Within the bill is a novel pilot program that entails putting a numerical locking mechanism—similar to those used in gym lockers—on take-home prescription painkillers such as hydrocodone, branded under Vicodin or Norco, to prevent abuse. Illinois will be the first state in the country to test the preventative idea.

Gov. Rauner signed the measure into law this week, which will take effect in 2016.

State Sen. Iris Martinez, a Chicago Democrat who co-sponsored the bill said, "Too many Illinoisans become addicted to these powerful medications. This legislation will help prevent individuals who haven't obtained a written prescription from using hydrocodone, a dangerous drug when used without a doctor's supervision."

Nick Gore, a former drug user, spoke with lawmakers in Springfield earlier this year offering his support for the devices.
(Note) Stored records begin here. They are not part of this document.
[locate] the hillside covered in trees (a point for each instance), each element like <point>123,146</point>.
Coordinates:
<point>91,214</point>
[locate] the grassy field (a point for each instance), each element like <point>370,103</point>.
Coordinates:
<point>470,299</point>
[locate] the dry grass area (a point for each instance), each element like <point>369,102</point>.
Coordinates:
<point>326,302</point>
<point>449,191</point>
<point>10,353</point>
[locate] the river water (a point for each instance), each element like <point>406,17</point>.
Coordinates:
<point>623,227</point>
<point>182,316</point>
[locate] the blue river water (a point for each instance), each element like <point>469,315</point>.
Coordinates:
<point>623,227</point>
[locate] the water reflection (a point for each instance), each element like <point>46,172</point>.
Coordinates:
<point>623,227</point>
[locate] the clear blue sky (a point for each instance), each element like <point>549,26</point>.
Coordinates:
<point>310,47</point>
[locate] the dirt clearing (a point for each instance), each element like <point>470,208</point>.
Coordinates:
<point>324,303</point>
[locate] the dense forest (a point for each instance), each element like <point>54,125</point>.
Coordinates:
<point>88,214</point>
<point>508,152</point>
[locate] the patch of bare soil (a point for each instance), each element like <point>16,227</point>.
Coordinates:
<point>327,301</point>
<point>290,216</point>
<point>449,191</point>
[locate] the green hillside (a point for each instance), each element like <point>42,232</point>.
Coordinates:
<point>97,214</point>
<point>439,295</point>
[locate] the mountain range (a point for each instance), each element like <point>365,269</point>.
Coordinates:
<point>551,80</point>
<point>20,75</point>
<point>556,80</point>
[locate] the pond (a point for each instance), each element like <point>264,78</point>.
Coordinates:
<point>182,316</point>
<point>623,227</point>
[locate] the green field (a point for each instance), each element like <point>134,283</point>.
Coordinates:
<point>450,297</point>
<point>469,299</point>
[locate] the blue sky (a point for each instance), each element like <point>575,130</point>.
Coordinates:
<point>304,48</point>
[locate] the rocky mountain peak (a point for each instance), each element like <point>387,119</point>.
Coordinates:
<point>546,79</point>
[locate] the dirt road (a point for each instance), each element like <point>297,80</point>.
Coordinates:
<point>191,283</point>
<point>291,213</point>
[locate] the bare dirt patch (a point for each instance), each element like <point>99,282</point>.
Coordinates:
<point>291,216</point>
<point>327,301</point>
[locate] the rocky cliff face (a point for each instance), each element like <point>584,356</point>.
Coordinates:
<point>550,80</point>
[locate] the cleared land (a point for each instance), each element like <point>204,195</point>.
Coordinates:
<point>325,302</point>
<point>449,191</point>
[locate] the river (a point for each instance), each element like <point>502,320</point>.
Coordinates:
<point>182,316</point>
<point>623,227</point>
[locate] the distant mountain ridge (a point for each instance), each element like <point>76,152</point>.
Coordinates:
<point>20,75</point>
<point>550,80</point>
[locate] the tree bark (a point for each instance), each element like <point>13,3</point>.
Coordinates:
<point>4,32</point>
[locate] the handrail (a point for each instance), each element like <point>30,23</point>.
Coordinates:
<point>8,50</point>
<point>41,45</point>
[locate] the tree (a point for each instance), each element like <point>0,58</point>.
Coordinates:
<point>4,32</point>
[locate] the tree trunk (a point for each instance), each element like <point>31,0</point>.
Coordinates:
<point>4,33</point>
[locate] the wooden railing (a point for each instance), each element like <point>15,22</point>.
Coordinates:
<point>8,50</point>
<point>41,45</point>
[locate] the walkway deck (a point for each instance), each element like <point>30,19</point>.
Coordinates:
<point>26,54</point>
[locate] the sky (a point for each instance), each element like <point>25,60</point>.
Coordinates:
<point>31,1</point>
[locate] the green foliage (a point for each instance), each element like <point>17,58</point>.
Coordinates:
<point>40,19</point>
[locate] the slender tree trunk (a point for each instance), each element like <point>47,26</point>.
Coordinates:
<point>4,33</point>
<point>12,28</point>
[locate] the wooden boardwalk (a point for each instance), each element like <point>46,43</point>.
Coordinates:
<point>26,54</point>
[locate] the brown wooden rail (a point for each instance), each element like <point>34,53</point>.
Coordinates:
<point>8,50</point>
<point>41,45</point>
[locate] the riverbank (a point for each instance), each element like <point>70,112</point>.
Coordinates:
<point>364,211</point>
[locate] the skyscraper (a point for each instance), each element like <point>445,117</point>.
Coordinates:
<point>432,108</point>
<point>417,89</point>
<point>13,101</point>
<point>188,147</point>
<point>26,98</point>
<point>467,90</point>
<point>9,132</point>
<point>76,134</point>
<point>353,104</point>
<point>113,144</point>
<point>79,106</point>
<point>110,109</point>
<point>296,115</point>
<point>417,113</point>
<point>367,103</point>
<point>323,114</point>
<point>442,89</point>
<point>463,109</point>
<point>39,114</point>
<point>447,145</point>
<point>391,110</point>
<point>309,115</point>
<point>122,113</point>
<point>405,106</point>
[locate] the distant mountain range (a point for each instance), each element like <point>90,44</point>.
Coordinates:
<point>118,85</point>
Gore believes it is a right step in preventing abuse, especially for young people who may sneak into their parents’ medicine cabinet.

According to the Substance Abuse and Mental Health Services Administration (SAMSHA), four out of five heroin users first experimented with prescription painkillers. This device aims to prevent those first recreational doses that may eventually turn into a bona fide opiate addiction.

"I'm pretty hopeful today for the youth who may not get mixed up in this awful disease," Gore said. "It's a bold move made by Illinois to set the tone for the rest of the country to follow."

Along with participating pharmacies, the Department of Financial and Professional Regulation will be in charge of implementing the pilot program.

Though the device aims to prevent abuse, anyone familiar with the ambitions of drug users must be reminded of the old adage: Determination may overcome any obstacle.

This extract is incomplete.